Out-Law News 1 min. read
19 Nov 2014, 10:24 am
The Treasury has opened a consultation on proposed new regulations which, if introduced, would allow "the new regime for regulating individual conduct in banking" to be extended to senior managers at UK branches of foreign banks.
Under its plans, a new Financial Services and Markets Act (FSMA) 2000 (Relevant Authorised Persons) Order 2015 would be created, with the purpose of classifying foreign banks and investment firms that have UK branches as 'relevant authorised persons' (RAP) under the existing FSMA.

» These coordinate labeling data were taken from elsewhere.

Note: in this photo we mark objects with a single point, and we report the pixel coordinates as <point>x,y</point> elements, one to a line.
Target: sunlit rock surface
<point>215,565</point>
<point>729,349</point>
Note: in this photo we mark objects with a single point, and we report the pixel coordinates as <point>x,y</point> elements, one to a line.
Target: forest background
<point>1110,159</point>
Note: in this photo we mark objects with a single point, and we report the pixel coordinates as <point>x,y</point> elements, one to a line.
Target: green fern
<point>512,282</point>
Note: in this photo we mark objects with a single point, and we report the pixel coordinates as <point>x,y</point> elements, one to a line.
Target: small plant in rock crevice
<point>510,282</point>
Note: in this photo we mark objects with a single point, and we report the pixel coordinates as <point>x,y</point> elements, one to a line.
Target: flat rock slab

An RAP classification would ensure that new rules to govern the conduct of senior managers at those institutions can be imposed by UK regulators the Prudential Regulation Authority (PRA) and Financial Conduct Authority (FCA).
The PRA and FCA already outlined plans to regulate the conduct of individuals at UK banks and investment firms earlier this year.

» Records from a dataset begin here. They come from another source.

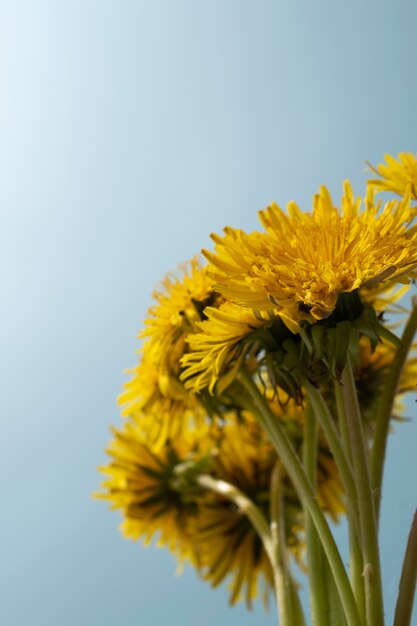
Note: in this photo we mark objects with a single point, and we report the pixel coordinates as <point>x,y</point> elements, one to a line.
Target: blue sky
<point>128,132</point>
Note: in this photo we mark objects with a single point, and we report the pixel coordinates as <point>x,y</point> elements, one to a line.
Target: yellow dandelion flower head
<point>225,338</point>
<point>180,305</point>
<point>230,548</point>
<point>139,484</point>
<point>163,412</point>
<point>305,260</point>
<point>396,175</point>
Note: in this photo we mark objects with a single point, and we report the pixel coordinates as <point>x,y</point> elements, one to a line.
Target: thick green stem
<point>260,408</point>
<point>319,597</point>
<point>404,608</point>
<point>369,537</point>
<point>355,552</point>
<point>385,406</point>
<point>282,574</point>
<point>340,455</point>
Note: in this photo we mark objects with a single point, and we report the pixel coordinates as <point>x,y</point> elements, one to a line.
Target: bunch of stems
<point>342,596</point>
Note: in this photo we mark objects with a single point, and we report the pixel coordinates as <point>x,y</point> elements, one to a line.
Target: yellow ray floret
<point>304,260</point>
<point>216,350</point>
<point>138,484</point>
<point>398,176</point>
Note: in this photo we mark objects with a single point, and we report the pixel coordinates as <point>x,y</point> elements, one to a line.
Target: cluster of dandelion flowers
<point>305,260</point>
<point>261,404</point>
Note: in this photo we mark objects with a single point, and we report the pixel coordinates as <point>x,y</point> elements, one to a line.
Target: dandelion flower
<point>398,176</point>
<point>305,260</point>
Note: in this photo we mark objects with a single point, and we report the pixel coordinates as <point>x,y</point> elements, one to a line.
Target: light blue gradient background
<point>129,132</point>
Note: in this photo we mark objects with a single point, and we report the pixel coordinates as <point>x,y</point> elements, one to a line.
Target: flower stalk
<point>368,526</point>
<point>385,406</point>
<point>295,471</point>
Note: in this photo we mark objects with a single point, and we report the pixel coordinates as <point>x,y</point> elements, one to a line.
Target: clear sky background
<point>128,132</point>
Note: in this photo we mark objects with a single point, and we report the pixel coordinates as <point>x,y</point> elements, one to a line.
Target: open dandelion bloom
<point>139,484</point>
<point>230,548</point>
<point>155,395</point>
<point>224,339</point>
<point>398,176</point>
<point>162,411</point>
<point>180,305</point>
<point>305,260</point>
<point>229,545</point>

Under their proposed 'Senior Managers Regime', senior individuals in banks would take on responsibility for their decisions and become subject to regular assessments of fitness and propriety. The accompanying 'Certification Regime' the regulators have also proposed would require firms to assess the fitness and propriety of staff in positions where the decisions they make could pose significant harm to the bank or any of its customers. This two-tier authorisation regime would be backed by a new set of conduct rules setting out standards of behaviour for bank employees.
The PRA and FCA's consultation on its proposals closed at the end of October but the final framework is not expected to be set until early next year.
The Treasury's proposals would ensure that a similar framework can be applied to senior managers at UK branches of foreign banks.
"This step has been long mooted - particularly following the exposure of UK deposit holders to the fallibility of certain foreign banks and their UK branches during the financial crisis," banking law expert Tony Anderson of Pinsent Masons, the law firm behind Out-Law.com, said. "It brings such branches closer in alignment with the conduct regulation imposed on UK financial institutions or foreign subsidiaries of financial institutions."
The Treasury said that senior managers at UK branches of foreign banks would not, under its proposals, be able to be held liable for the 'bank failure' offence under the UK's Financial Services (Banking Reform) Act.
Under the Act it is an offence, punishable by possible imprisonment and/or a fine, for senior managers at banks to take or agree to decisions that they know could cause a bank to fail and which ultimately causes such a failure if their "conduct in relation to the taking of the decision falls far below what could reasonably be expected of a person in [their] position".